Role‑specific tips (dev, design, marketing, research)
Developers/Engineers
- List stacks/frameworks in English (React, Spring, Django, Kubernetes).
- Quantify performance and reliability (load time, SLA, throughput, error rate).
- Replace “responsible for” with “built/launched/optimised.”
Designers (UI/UX/Product)
- Show process (researched → prototyped → tested → shipped) and link to outcomes (completion rate, conversion lift).
- Translate research insights clearly; avoid local idioms.
Marketing/Growth
- Use global titles (Marketing Manager, Growth Marketer, Content Strategist).
- Show channel mastery and KPIs (MQLs, CAC, ROAS/ROI, CTR, LTV).
Academia/Research
- Keep journal/conference names unchanged; translate titles/abstracts sensibly.
- Add impact: citations, h‑index (if relevant), grants, lab collaborations.

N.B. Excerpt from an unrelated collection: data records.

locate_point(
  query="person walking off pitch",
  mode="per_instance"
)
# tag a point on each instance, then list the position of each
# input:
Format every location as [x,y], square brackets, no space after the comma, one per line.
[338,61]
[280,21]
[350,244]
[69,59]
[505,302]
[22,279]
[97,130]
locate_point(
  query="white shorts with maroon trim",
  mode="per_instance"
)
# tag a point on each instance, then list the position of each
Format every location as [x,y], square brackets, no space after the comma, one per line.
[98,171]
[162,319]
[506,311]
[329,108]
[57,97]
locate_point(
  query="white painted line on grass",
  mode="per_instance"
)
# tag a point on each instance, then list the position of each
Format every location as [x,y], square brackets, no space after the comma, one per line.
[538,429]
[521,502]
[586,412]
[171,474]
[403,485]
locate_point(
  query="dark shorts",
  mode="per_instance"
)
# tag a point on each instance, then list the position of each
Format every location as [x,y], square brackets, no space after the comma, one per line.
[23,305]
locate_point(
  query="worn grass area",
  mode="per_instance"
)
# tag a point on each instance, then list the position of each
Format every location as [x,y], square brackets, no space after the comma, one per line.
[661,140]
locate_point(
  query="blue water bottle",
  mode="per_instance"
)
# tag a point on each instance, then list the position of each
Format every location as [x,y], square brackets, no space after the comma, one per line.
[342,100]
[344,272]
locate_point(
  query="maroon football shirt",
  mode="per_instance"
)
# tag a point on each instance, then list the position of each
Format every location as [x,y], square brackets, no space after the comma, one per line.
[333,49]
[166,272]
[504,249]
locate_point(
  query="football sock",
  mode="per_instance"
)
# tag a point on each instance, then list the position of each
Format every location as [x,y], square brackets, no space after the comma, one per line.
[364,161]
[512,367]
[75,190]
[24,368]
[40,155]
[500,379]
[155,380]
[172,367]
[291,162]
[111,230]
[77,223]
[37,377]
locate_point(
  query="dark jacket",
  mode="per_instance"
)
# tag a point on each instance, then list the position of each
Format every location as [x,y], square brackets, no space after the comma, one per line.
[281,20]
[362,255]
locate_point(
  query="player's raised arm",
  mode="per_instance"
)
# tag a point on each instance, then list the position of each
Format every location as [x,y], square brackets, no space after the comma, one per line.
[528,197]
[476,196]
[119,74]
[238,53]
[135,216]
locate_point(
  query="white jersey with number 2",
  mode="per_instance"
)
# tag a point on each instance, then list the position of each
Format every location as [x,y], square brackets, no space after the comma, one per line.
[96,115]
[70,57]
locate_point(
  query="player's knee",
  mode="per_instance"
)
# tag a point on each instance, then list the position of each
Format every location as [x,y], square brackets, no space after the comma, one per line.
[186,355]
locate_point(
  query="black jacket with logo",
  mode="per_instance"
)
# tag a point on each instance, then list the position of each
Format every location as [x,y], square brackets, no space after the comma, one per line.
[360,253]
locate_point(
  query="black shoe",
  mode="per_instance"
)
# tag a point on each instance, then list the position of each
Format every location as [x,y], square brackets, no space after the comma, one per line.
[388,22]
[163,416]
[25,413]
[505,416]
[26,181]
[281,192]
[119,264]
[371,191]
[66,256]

Common mistakes and quick fixes
- Literal job titles: map to native equivalents via LinkedIn research.
- No metrics: add at least one number per role (%, $, time saved, scale).
- Overlong CV: US: 1 page (2 if senior). UK/EU: ~2 pages. Cut duties; keep results.

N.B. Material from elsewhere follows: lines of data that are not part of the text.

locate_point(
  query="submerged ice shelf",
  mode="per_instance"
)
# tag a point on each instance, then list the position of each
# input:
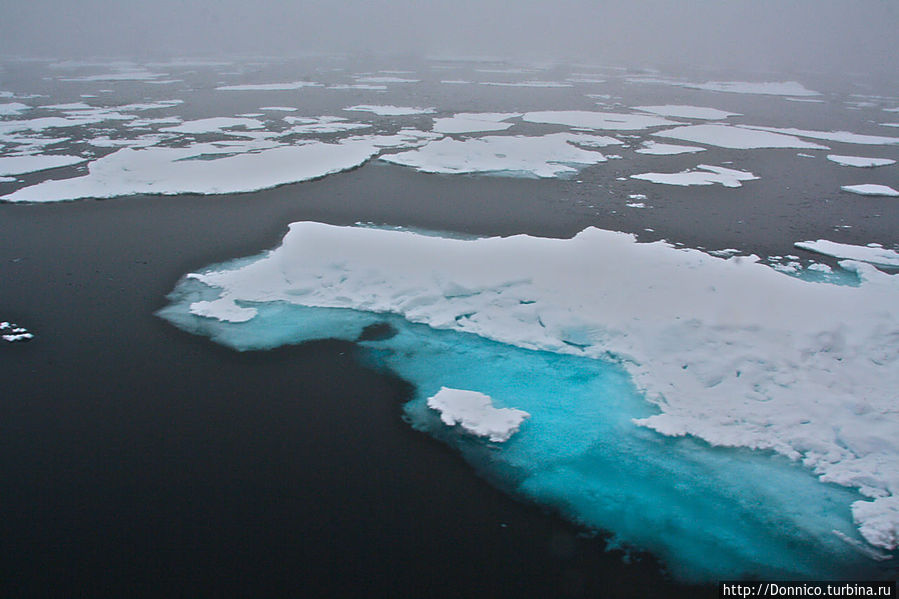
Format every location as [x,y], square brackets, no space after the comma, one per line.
[605,343]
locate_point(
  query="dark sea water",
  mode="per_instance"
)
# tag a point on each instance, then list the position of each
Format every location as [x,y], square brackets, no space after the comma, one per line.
[140,460]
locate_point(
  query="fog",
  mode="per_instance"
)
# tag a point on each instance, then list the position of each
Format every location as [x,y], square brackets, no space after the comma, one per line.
[760,35]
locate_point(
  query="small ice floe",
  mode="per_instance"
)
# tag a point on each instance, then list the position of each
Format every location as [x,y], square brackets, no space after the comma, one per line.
[688,112]
[19,165]
[872,253]
[704,175]
[611,121]
[389,110]
[859,161]
[475,413]
[268,86]
[13,333]
[474,122]
[871,189]
[737,138]
[655,148]
[771,88]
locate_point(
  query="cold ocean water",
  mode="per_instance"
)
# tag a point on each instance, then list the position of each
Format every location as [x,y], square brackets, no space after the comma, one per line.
[139,458]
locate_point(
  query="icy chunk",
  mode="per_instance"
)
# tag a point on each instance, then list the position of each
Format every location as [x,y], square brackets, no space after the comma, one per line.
[871,189]
[475,413]
[712,174]
[859,161]
[727,136]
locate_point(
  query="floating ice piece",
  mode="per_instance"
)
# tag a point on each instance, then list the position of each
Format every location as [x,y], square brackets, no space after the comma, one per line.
[475,413]
[386,80]
[730,351]
[611,121]
[782,88]
[249,87]
[859,161]
[714,174]
[838,136]
[214,125]
[472,122]
[687,112]
[389,110]
[203,168]
[12,108]
[871,254]
[870,189]
[546,156]
[19,165]
[727,136]
[526,84]
[655,148]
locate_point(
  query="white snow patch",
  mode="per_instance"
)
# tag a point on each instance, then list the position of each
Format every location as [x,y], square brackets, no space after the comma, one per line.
[611,121]
[727,136]
[870,189]
[687,112]
[713,174]
[546,156]
[730,351]
[475,413]
[859,161]
[471,122]
[862,253]
[389,110]
[655,148]
[775,88]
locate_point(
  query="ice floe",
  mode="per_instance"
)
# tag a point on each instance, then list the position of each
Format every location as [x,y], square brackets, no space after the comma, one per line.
[19,165]
[838,136]
[776,88]
[703,175]
[389,110]
[859,161]
[473,122]
[727,136]
[655,148]
[610,121]
[871,189]
[873,254]
[547,156]
[729,350]
[250,87]
[475,413]
[687,112]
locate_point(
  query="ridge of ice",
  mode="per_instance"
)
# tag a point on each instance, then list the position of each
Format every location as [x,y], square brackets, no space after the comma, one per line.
[474,412]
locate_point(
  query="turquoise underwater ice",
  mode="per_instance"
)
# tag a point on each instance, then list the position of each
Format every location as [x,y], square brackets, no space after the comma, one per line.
[709,513]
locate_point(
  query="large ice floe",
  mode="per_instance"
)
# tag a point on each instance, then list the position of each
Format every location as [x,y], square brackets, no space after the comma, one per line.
[704,174]
[545,156]
[212,168]
[649,373]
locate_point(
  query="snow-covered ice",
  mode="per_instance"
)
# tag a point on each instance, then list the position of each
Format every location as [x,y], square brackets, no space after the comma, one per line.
[546,156]
[727,136]
[703,175]
[474,122]
[844,251]
[871,189]
[610,121]
[729,350]
[390,110]
[475,413]
[655,148]
[687,112]
[19,165]
[859,161]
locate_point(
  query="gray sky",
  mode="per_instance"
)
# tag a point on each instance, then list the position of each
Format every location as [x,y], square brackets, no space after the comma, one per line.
[818,35]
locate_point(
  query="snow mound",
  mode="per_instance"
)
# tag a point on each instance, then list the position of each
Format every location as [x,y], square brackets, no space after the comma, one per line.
[475,413]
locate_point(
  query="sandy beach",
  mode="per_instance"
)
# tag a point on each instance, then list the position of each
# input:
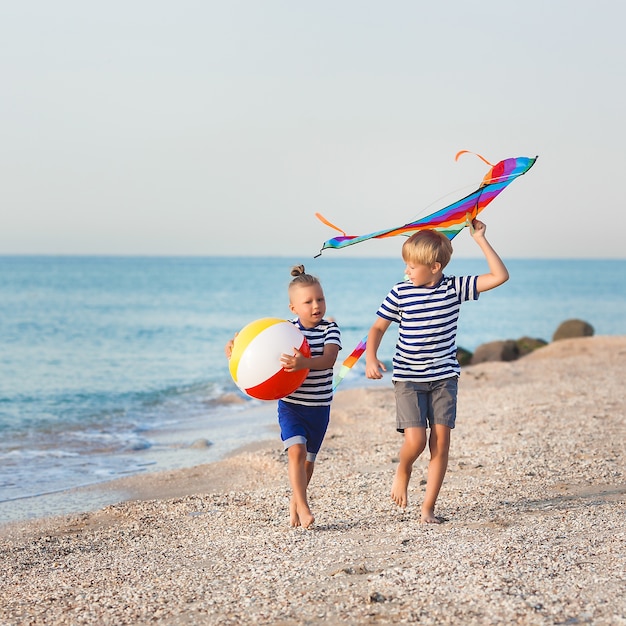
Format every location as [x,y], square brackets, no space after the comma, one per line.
[533,532]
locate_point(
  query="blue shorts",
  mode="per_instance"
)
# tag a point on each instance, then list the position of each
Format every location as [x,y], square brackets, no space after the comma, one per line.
[425,404]
[303,424]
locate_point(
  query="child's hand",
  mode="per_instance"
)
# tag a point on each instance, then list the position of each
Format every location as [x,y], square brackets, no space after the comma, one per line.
[373,369]
[293,362]
[479,228]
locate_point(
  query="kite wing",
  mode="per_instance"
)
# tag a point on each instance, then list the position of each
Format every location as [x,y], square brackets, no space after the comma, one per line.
[451,219]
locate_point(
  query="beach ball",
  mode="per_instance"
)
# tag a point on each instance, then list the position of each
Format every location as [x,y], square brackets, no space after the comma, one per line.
[255,359]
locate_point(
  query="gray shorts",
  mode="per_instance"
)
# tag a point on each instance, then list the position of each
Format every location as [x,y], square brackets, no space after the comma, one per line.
[424,404]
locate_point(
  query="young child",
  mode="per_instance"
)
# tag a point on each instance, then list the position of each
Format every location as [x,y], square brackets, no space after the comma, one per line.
[304,415]
[425,368]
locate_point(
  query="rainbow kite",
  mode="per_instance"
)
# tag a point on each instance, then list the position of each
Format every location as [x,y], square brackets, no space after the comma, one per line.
[451,219]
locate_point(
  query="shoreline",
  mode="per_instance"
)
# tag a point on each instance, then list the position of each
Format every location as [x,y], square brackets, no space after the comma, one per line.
[533,510]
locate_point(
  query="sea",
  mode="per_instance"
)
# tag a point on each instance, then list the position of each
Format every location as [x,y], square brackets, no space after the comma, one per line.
[115,366]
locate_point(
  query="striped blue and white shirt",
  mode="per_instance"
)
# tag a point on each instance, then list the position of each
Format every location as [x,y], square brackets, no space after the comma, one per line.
[317,388]
[428,316]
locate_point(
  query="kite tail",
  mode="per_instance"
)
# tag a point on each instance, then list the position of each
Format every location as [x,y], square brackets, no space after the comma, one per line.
[482,158]
[346,366]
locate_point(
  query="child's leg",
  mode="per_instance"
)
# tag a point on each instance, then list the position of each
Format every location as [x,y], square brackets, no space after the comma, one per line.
[300,472]
[413,445]
[439,444]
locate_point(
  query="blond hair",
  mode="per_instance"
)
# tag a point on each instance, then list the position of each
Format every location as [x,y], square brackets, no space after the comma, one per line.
[427,247]
[301,278]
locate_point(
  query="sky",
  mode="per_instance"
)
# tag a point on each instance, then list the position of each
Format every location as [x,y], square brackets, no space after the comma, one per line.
[205,128]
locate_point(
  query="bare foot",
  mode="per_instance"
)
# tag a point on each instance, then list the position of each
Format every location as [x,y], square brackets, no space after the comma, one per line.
[294,520]
[305,516]
[400,487]
[429,517]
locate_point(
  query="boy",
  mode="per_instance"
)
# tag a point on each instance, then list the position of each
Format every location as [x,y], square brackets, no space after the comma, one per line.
[425,368]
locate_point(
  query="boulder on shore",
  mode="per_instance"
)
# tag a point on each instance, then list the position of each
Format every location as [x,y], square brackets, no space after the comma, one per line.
[570,329]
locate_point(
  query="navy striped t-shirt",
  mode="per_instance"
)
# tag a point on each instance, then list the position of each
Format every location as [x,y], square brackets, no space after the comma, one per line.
[317,388]
[428,316]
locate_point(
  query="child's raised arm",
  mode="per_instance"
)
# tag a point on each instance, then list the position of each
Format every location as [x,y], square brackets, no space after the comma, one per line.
[498,273]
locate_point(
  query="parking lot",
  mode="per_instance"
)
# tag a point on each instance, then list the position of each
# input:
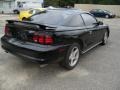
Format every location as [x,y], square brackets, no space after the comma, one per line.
[98,69]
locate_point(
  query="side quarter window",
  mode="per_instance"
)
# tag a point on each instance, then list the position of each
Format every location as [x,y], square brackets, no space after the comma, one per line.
[75,21]
[88,19]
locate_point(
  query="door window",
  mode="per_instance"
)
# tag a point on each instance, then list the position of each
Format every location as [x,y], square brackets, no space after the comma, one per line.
[89,19]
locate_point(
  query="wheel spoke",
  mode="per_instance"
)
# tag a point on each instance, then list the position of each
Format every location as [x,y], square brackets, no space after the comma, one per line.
[74,56]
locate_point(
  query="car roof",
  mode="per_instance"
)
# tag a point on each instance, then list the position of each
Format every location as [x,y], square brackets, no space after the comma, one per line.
[67,11]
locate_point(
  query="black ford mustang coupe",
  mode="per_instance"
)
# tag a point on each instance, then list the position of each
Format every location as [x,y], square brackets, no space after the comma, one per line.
[55,36]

- Photos/personal data (US/Canada): remove photo, age, marital status, national ID.
- Complex layouts: tables/columns/icons can break ATS. Use simple headings and bullets.
- Mixed spelling: pick US or UK spelling and stick to it.
30‑point checklist
- Original CV is updated and complete.
- Target market chosen (US/UK/EU/Canada/Australia).
- Mini glossary for titles, skills, degrees created.
- Translated section‑by‑section (not all at once).
- Bullets rewritten with action + impact + metric.
- Duties‑only bullets removed or reworked.
- Consistent English spelling for target region.
- Degree names verified; unique titles clarified once.
- Date formats localised (MM/DD/YYYY etc.).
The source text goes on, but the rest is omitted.